The phiX174 DNA pilot protein H forms an oligomeric DNA-translocating tube during penetration. However, monomers are incorporated into 12 pentameric assembly intermediates, which become the capsid's icosahedral vertices. The protein's N terminus, a predicted transmembrane helix, is not represented in the crystal structure. To investigate its functions, a series of absolute and conditional lethal mutations were generated. The absolute lethal proteins, a deletion and a triple substitution, were efficiently incorporated into virus-like particles lacking infectivity. The conditional lethal mutants, bearing cold-sensitive (cs) and temperature-sensitive (ts) point mutations, were more amenable to further analyses. Viable particles containing the mutant protein can be generated at the permissive temperature and subsequently analyzed at the restrictive temperature. The characterized cs defect directly affected host cell attachment. In contrast, ts defects were manifested during morphogenesis. Particles synthesized at permissive temperature were indistinguishable from wild-type particles in their ability to recognize host cells and deliver DNA. One mutation conferred an atypical ts synthesis phenotype. Although the mutant protein was efficiently incorporated into virus-like particles at elevated temperature, the progeny appeared to be kinetically trapped in a temperature-independent, uninfectious state. Thus, substitutions in the N terminus can lead to H protein misincorporation, albeit at wild-type levels, and subsequently affect particle function. All mutants exhibited recessive phenotypes, i.e., rescued by the presence of the wild-type H protein. Thus, mixed H protein oligomers are functional during DNA delivery. Recessive and dominant phenotypes may temporally approximate H protein functions, occurring before or after oligomerization has gone to completion.

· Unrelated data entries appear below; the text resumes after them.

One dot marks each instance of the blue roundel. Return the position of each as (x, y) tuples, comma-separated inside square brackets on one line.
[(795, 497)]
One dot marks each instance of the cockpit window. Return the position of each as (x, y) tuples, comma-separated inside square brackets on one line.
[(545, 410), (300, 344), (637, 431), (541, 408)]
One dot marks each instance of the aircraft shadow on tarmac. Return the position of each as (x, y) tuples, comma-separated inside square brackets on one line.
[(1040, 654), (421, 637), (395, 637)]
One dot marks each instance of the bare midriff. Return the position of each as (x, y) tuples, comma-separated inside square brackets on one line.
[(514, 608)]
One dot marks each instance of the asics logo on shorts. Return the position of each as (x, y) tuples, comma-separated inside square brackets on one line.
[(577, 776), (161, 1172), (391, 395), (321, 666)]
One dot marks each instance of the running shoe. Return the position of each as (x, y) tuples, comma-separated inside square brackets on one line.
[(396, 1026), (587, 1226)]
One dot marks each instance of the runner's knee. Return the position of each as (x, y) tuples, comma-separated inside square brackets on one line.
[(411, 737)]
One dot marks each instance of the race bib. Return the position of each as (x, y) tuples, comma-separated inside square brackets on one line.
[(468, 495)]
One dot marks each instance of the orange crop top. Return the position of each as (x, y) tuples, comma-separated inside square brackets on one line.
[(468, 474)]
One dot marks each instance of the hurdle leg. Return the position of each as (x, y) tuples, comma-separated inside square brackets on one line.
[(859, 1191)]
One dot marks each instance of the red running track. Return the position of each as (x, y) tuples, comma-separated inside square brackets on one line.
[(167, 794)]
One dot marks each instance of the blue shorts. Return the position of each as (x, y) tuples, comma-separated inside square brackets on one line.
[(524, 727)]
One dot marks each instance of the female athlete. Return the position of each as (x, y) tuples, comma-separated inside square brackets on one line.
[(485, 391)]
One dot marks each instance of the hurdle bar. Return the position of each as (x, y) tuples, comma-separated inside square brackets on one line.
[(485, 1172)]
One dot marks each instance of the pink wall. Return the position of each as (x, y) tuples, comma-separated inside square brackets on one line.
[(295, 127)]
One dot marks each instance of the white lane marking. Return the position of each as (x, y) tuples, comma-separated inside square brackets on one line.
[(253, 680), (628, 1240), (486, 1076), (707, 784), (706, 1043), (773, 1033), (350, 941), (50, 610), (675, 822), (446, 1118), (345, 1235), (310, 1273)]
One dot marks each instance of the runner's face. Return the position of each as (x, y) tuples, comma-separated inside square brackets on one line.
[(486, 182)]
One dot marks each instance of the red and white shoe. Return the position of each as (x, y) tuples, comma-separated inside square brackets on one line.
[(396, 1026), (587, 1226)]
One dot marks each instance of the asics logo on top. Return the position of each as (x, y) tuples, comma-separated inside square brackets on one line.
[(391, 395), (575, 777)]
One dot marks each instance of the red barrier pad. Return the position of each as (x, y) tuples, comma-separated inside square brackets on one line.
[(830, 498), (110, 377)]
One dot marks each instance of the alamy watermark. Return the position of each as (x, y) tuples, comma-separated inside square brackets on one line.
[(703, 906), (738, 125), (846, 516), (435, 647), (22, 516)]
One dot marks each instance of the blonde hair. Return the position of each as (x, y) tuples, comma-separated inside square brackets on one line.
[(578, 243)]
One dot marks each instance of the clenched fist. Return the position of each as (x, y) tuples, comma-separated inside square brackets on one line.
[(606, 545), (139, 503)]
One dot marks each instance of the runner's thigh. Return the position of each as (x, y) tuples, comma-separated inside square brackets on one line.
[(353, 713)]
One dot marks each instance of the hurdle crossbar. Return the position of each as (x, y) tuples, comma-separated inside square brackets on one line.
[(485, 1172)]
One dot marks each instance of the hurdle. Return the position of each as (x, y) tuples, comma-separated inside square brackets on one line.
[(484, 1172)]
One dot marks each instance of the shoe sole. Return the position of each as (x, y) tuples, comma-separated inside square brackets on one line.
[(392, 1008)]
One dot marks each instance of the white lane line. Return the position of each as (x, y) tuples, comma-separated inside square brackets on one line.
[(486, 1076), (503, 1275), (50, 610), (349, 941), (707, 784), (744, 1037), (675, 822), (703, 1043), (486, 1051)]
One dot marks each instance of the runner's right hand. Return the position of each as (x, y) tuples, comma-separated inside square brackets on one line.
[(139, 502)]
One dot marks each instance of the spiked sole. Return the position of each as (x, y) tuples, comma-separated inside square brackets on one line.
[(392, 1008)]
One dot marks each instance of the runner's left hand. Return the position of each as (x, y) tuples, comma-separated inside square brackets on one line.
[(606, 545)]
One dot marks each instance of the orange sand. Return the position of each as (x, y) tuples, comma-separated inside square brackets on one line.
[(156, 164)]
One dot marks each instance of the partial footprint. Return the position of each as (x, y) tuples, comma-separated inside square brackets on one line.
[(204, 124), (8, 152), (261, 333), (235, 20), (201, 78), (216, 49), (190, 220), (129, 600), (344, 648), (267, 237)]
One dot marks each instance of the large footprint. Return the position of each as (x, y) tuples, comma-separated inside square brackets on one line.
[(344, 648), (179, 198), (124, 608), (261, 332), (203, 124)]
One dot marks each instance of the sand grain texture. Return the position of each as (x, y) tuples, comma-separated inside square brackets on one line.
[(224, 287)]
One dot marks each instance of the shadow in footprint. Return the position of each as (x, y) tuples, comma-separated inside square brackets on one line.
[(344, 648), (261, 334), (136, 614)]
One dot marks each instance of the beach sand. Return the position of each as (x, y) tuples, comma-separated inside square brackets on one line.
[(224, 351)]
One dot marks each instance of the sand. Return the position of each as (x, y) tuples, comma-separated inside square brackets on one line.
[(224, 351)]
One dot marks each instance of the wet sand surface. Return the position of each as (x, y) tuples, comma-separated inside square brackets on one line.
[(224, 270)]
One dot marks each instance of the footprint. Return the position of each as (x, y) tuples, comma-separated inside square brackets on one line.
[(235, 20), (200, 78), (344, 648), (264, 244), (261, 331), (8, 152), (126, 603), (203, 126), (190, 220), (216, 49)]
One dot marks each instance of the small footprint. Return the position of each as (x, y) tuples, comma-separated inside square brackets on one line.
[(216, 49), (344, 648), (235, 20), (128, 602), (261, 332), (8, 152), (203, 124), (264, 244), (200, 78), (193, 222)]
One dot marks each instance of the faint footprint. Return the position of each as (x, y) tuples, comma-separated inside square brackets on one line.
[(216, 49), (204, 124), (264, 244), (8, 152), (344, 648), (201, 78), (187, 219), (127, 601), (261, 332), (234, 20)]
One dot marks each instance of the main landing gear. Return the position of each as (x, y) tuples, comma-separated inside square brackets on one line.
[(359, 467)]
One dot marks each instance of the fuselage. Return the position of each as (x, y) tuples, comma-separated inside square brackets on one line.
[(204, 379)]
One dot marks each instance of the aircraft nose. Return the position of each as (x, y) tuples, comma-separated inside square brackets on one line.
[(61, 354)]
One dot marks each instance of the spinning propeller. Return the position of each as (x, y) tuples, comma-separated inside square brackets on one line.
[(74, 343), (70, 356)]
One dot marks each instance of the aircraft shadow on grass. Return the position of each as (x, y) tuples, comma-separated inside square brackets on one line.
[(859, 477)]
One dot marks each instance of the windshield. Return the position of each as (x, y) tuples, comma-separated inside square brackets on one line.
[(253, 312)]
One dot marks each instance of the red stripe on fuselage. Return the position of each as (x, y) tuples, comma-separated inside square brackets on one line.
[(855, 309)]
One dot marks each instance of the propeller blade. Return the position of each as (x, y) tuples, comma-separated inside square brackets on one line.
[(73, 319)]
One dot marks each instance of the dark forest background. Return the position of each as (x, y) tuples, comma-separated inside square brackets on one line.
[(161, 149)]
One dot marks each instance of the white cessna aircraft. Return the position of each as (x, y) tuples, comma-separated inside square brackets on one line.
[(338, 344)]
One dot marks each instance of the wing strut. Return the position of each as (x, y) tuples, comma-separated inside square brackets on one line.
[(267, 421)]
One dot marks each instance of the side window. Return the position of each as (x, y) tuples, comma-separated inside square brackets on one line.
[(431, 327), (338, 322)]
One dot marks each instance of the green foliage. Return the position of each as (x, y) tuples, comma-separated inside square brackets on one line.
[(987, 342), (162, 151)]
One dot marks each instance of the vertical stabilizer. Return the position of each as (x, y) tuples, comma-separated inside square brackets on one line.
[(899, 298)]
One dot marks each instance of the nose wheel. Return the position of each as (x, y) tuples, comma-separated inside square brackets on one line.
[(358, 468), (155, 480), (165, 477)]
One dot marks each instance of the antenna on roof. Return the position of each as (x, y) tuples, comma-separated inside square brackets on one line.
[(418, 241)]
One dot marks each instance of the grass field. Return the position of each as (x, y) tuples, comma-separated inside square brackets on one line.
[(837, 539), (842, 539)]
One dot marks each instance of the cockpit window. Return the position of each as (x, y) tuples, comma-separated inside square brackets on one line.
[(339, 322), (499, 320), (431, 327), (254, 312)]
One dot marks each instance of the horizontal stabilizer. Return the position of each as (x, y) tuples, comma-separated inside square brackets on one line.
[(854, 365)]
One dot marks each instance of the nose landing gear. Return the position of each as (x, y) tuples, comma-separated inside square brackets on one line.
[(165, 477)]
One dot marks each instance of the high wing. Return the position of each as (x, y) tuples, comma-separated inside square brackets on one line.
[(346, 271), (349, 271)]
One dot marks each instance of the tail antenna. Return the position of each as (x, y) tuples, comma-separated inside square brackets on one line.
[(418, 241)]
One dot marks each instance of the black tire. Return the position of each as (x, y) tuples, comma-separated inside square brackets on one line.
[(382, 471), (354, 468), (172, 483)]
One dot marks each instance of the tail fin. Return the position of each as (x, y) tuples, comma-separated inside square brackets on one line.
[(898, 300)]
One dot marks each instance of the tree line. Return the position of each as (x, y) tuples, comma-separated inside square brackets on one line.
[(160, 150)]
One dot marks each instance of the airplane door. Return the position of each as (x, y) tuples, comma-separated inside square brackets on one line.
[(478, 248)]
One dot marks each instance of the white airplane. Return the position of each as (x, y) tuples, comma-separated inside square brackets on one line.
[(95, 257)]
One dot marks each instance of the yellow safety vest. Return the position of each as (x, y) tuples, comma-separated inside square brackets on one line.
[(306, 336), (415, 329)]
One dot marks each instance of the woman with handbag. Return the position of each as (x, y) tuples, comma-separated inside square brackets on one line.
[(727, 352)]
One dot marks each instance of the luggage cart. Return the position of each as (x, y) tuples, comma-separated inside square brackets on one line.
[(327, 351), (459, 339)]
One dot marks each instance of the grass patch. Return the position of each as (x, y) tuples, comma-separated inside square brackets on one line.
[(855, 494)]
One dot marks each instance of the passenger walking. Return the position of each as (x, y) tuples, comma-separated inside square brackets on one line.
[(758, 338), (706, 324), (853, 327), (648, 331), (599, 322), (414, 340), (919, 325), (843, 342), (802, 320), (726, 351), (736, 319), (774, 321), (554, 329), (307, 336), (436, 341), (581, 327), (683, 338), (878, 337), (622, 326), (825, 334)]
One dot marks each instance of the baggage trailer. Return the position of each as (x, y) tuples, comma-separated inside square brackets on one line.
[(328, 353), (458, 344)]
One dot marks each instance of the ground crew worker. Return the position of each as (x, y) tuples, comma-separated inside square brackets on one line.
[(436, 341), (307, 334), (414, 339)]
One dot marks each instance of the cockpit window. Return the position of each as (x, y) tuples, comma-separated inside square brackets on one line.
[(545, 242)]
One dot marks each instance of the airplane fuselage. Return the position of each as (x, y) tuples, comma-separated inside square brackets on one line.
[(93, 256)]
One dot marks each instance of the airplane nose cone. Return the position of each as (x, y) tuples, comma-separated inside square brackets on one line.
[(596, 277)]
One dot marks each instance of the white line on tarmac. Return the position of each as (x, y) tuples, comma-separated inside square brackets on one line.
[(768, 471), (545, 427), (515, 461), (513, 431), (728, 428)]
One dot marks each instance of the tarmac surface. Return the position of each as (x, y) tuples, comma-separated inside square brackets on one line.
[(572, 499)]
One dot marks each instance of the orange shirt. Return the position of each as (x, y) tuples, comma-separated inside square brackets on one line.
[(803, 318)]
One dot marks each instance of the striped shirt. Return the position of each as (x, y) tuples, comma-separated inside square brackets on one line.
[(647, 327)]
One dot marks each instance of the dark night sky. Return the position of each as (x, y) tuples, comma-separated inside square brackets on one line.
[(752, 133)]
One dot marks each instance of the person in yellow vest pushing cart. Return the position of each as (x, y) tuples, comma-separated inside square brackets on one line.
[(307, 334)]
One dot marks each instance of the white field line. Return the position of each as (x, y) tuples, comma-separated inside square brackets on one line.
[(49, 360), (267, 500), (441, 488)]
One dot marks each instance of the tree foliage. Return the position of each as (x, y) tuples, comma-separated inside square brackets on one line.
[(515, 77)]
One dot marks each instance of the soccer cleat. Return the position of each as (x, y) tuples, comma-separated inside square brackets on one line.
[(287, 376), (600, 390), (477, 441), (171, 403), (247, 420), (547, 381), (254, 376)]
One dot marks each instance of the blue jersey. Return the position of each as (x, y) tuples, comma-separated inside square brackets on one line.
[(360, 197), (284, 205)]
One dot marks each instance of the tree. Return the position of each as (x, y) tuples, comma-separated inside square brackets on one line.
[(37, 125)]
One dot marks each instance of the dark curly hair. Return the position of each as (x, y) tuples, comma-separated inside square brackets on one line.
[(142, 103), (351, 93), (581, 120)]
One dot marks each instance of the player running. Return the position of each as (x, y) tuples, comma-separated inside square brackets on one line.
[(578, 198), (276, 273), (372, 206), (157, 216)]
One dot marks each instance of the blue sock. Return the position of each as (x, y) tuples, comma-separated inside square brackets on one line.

In an earlier study, protein-based barriers to horizontal gene transfer were investigated by placing the bacteriophage G4 G gene, encoding the major spike protein, into the φX174 genome. The foreign G protein promoted off-pathway assembly reactions, resulting in a lethal phenotype. After three targeted genetic selections, one of two foreign spike proteins was productively integrated into the φX174 system: the complete G4 or a recombinant G4/φX174 protein (94% G4:6% φX174). However, strain fitness was very low. In this study, the chimeras were characterized and experimentally evolved. Inefficient assembly was the primary contributor to low fitness: accordingly, mutations affecting assembly restored fitness. The spike protein preference of the ancestral and evolved strains was determined in competition experiments between the foreign and φX174G proteins. Before adaptation, both G proteins were incorporated into virions; afterwards, the foreign proteins were strongly preferred. Thus, a previously inhibitory protein became the preferred substrate during assembly.